The coordinate system rotating around fix axises creates a similar conservative potential as a linear system. There are two kinds of acceleration due to this rotation; one is the centrifugal and one the Coriolis force. To understand it better, consider a particle which moves with the our rotating system. The forces acting on particles are

$\label{ene:eq:rotatingF} \pmb{F} = \left( \overbrace{\omega^2 \,r \,\hat{r}}^{\text{ centrifugal}} + \overbrace {2\,\pmb{U} \times \boldsymbol{\omega} } ^{\text{Coriolis}} \right) \,dm$

The work or the potential then is

$\label{ene:eq:rotatingP} PE = \left( {\omega^2 \,r \,\hat{r}} + {2\,\pmb{U} \times \boldsymbol{\omega} }\right) \cdot d\boldsymbol{ll} \,dm$ The cylindrical coordinate are

$\label{ene:eq:cylinderical} d\boldsymbol{ll} = dr \hat{r} + r\,d\theta\, \hat{\theta} + dz\, \hat{k}$ where $$\hat{r}$$, $$\hat{\theta}$$, and $$\hat{k}$$ are units vector in the coordinates $$r$$, $$\theta$$ and $$z$$ respectively. The potential is then

$\label{ene:eq:rotatingPd} PE = \left( {\omega^2 \,r \,\hat{r}} + {2\,\pmb{U} \times \boldsymbol{\omega} }\right) \cdot \left( dr \hat{r} + r\,d\theta\, \hat{\theta} + dz\, \hat{k} \right)\,dm$ The first term results in $$\omega^2 \,r^2$$ (see for explanation in the appendix ?? for vector explanation).
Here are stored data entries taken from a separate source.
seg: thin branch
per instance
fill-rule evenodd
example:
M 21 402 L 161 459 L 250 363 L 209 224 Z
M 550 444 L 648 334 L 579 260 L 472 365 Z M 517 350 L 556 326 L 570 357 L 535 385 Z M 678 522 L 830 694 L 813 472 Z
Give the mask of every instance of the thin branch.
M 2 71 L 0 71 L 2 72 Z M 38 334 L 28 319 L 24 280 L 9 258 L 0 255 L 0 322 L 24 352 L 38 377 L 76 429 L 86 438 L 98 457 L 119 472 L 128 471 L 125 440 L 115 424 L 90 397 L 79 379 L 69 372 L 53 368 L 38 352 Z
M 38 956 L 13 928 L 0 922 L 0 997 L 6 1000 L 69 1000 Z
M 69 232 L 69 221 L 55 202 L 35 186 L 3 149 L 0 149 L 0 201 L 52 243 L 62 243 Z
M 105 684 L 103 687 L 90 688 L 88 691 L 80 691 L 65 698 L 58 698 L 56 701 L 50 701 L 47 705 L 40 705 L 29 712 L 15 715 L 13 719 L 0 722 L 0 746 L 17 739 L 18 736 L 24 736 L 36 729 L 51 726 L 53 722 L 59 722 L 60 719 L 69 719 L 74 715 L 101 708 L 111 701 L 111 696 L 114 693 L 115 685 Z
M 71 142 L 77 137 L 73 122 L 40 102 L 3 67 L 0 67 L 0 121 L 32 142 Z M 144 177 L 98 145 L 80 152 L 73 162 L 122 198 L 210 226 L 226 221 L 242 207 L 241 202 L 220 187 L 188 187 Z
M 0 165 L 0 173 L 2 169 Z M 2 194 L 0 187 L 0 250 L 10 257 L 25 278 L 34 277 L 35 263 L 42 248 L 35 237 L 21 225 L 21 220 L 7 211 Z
The cross product is zero of

$\nonumber \pmb{U} \times \boldsymbol{\omega} \times \pmb{U} = \pmb{U} \times \boldsymbol{\omega} \times \boldsymbol{\omega} = 0$ because the first multiplication is perpendicular to the last multiplication. The second part is

$\label{ene:eq:rotatingPdSecond} \left( {2\,\pmb{U} \times \boldsymbol{\omega} }\right) \cdot d\boldsymbol{ll}\,dm$ This multiplication does not vanish with the exception of the direction of $$\pmb{U}$$. However, the most important direction is the direction of the velocity. This multiplication creates lines (surfaces ) of constant values. From a physical point of view, the flux of this property is important only in the direction of the velocity. Hence, this term canceled and does not contribute to the potential. The net change of the potential energy due to the centrifugal motion is

$\label{ene:eq:NetPotentialR} PE_{centrifugal} = - \int_{1}^{2} \omega^2 \,r^2 \, dr \, dm = \dfrac{\omega^2 \left( {r_1}^2 - {r_2} ^2 \right) }{2} \,dm$ Inserting the potential energy due to the centrifugal forces into the energy equation yields

Energy Equation in Accelerated Coordinate

$\nonumber \dot{Q} - \dot{W} = \dfrac{d}{dt} \int_{cv} \left[ E_u + \dfrac{U^2}{2\dfrac{}{}} + a_x\,x + a_y\, y + (a_z + g) z - \dfrac{\omega^2 \,r^2}{2} \right] \rho\,dV \\ \label{ene:eq:ene:AccCVgeneral} + \int_{cv} \left( h + \dfrac{U^2}{2\dfrac{}{}} + a_x\,x + a_y\, y + (a_z + g)\,z - z\, \dfrac{\omega^2 \,r^2}{2} \right) U_{rn}\, \rho\,dA\\ \nonumber + \int_{cv} P\,U_{bn} \,dA$